While H was away on her first week with MVP, I spent a week in blissful comfort in Kumasi, staying at the Four Villages Inn. I enjoyed French toast, home-made sausages and real coffee for breakfast, languished with air conditioning and Al Jazeera, took a few short trips into the city to explore, hung out with Chris the owner, and felt a bit bad for H staying in a hotel with mice for company and actually having to do some work.
Now I’m out of Kumasi as well, north-east of the city in the village of Gyetiase. This is my second week here with Ashanti Development and I’ve already met several local officials, inspected some drainage, taken an interest in lavatories, become familiar with water pumps and been offered three daughter’s hands in marriage.
Leaving Kumasi, the shacks and buildings on the roadside gradually fall away until the road opens up into a lush green expanse of forest and hills. The tro-tros (shared minibuses) and taxis are emblazoned with all manner of phrases, usually painted across the rear window in yellow: ‘Who Jah Bless’, ‘God Is God’, ‘Respect The Police’, and for some reason ‘I Don’t Like Bad Soup’.
Gyetiase looks across towards Mampong, a small market town. The people here are farmers. They farm cocoa, plantain, bananas, pineapples, cassava, yam, oranges, cocoyam, groundnuts, mangos, maize, avocados and coconuts. There’s logging, legal and illegal, great muddy tracks carved into the forest by gigantic trucks carrying leviathan trunks on their bowed backs. A farmer’s income is in the region of 5 Cedis per day (just over £2), and depending on the size of their farm, produce will go to feed themselves and their families.
In Gyetiase and several other communities in the area, Ashanti Development have worked with local people to set up systems for water and sanitation. Wells, boreholes and springs have been developed along with sanitation action plans, latrines for households instead of filthy shared latrines, and perhaps most importantly a focus on engaging and mobilising communities.
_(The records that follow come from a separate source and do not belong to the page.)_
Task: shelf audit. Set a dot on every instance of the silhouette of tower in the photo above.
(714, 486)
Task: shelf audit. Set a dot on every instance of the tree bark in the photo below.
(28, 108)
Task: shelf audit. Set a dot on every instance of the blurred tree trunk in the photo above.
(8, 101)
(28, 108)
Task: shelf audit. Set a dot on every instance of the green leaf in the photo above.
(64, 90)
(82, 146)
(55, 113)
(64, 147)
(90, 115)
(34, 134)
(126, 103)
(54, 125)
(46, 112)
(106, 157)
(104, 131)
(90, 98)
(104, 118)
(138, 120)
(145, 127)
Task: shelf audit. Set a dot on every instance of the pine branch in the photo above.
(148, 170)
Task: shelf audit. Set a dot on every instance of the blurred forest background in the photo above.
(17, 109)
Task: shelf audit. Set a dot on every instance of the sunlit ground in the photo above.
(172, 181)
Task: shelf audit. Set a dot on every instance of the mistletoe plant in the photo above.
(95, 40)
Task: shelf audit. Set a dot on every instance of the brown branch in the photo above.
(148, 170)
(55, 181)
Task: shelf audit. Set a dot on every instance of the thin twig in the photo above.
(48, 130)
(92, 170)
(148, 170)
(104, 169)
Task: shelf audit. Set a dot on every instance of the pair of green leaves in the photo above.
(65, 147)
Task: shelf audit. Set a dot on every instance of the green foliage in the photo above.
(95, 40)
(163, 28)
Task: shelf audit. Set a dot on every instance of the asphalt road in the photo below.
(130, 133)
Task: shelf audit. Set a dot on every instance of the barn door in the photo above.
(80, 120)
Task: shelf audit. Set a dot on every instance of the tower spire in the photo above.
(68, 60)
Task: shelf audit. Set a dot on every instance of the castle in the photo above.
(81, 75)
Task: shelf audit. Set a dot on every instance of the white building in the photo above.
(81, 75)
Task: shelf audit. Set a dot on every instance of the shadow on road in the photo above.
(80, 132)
I’ve had a fascinating couple of weeks, and gained an understanding of just how much more work needs to be done in this area, with dozens and dozens more communities in varying stages of development and with varying levels of need. It looks like I will be working on water and sanitation, education, tree planting, ICT and whatever else comes along.
When I completed my environment and development diploma with the OU I was left thinking “well that all seemed to be about water”. Now I’m here, I’ve seen that it is – or at least that’s where it seems to start.
More as soon as I can. I have photos, video and sound recordings to upload but for the moment if this blog entry makes it online it’ll be a miracle.